Irish theater critic and scholar Fintan O’Toole will present the 2017 Robert Fagles Memorial Lecture entitled “If It Wasn’t for the Irish and Jews” on Friday, February 17 at 4:30 p.m. at the Lewis Center for the Arts’ James M. Stewart ’32 Theater, 185 Nassau Street. Part of the 2016-17 Fund for Irish Studies series at Princeton University, this event is free and open to the public.

“If It Wasn’t for the Irish and Jews” explores these ethnic groups as two of the world’s greatest diasporic cultures. Their histories have shared themes of dispossession, discrimination and self-assertion. O’Toole considers how the two cultures have interacted, from Tin Pan Alley and Broadway to struggles for religious emancipation, and from James Joyce’s Ulysses to Abie’s Irish Rose.

Fintan O’Toole, one of Ireland’s leading public intellectuals, has written for The Irish Times, New York Daily News, Sunday Tribune (Dublin), and In Dublin Magazine. His books on theater span a wide range of topics, from his biography of Richard Brinsley Sheridan to theater currently appearing on Irish stages. He is the assistant editor, a columnist, and a feature writer for The Irish Times. He also contributes to The New York Review of Books, The New Yorker, Granta, The Guardian, The Observer, and other international publications. In 2011,The Observer named O’Toole one of “Britain’s top 300 intellectuals.” He has received the A.T. Cross Award for Supreme Contribution to Irish Journalism, the Millennium Social Inclusion Award, and Journalist of the Year in 2010 from TV3 Media Awards. O’Toole’s most recent project, History of Ireland in 100 Objects, covers 100 highly charged artifacts from the last 10,000 years, and has been published in book form by the Royal Irish Academy.

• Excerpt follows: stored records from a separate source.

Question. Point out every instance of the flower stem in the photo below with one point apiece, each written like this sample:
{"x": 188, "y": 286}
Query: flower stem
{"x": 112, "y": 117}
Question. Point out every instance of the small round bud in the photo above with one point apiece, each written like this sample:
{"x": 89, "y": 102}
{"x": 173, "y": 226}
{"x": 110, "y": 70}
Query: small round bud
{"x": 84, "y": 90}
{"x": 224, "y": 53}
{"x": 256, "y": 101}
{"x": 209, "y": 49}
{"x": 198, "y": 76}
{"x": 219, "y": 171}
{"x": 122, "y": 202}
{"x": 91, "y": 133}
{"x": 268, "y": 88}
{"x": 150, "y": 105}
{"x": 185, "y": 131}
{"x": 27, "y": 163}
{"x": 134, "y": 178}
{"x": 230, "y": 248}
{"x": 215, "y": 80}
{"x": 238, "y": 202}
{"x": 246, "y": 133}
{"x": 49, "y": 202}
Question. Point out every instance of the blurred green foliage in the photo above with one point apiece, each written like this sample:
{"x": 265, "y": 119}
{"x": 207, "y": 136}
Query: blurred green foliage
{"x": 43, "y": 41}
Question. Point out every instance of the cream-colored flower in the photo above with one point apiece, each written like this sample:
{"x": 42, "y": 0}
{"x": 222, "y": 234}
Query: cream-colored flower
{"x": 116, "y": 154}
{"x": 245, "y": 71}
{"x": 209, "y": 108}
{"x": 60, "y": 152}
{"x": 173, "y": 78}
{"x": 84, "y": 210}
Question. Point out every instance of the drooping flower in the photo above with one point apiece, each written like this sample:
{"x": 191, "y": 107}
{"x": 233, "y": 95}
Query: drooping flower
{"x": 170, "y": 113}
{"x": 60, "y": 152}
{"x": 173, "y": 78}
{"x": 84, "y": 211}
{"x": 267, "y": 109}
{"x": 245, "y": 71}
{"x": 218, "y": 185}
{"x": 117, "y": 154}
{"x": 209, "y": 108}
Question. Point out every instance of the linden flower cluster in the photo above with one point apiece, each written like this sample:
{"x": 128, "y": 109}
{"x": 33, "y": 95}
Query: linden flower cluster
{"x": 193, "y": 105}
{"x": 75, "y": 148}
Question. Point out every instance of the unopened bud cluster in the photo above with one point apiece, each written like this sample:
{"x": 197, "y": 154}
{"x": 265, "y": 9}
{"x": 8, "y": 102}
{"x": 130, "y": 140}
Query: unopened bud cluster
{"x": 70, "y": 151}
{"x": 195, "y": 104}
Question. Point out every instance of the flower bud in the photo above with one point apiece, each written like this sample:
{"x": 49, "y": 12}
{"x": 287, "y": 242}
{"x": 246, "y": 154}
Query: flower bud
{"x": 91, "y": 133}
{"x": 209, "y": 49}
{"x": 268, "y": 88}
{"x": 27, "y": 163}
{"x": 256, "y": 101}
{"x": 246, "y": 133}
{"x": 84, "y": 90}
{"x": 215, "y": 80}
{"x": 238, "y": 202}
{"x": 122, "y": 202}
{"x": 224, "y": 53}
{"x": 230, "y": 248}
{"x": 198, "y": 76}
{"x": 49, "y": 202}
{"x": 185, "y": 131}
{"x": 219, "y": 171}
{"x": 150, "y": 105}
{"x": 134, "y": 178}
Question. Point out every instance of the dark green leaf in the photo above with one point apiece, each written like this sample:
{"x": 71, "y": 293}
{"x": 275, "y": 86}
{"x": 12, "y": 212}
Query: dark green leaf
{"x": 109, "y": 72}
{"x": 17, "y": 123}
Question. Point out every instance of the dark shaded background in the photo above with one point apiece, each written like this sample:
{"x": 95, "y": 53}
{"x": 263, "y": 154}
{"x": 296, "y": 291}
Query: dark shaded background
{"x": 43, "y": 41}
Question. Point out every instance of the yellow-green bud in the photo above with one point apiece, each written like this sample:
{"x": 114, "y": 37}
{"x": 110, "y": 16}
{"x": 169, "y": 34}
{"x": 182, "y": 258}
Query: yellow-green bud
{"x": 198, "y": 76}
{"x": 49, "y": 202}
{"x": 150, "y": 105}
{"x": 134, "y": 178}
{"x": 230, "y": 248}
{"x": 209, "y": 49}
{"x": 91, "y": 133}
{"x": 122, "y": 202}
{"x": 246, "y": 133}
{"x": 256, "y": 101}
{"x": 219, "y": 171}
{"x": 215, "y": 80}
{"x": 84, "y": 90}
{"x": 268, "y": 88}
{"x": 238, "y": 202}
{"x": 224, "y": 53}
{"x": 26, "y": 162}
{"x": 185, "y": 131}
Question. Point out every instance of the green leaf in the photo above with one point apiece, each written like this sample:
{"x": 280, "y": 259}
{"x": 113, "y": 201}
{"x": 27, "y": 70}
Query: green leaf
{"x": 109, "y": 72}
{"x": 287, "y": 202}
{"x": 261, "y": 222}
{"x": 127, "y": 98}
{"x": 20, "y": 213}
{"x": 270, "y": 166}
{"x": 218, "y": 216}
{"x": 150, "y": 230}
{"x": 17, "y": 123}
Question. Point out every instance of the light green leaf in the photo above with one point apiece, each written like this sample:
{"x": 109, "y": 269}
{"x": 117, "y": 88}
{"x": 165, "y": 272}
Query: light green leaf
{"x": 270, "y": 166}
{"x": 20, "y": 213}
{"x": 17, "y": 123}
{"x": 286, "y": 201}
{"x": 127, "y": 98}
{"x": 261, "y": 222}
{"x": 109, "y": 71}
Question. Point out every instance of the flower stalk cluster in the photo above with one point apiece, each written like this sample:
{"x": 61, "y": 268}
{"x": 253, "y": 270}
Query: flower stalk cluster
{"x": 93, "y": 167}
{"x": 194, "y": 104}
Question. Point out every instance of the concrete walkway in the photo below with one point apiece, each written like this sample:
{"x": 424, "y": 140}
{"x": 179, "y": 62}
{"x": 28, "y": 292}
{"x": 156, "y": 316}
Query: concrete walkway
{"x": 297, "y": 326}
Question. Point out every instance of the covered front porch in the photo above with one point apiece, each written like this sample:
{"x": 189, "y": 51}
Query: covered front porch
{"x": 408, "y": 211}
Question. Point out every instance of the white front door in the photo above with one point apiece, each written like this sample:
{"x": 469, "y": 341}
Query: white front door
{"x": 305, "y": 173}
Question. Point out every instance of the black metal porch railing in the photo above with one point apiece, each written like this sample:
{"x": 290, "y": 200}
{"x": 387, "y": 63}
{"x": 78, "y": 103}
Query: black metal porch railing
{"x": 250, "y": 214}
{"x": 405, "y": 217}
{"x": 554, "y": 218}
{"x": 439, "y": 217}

O’Toole will be co-teaching a new course, “Introduction to Irish Studies,” with Clair Wills, Chair of the Fund for Irish Studies, this spring. He will also be co-teaching a Princeton Atelier course with actor Lisa Dwan, “Ill Seen Ill Said: Staging a Beckett Text,” examining Samuel Beckett’s prose writings, specifically the novel Ill Seen Ill Said, and challenging students to find myriad ways to dramatize a work that wasn’t initially meant for the stage.

Robert Fagles, for whom the annual Memorial Lecture is named, was a member of the Princeton faculty for 42 years in the Department of Comparative Literature and a renowned translator of Greek classics. His critically acclaimed translations of Homer’s “The Iliad” and “The Odyssey” became bestsellers.

The Fund for Irish Studies, chaired by Princeton professor Clair Wills, affords all Princeton students, and the community at large, a wider and deeper sense of the languages, literatures, drama, visual arts, history, politics, and economics not only of Ireland but of “Ireland in the world.” The series is co-produced by the Lewis Center for the Arts.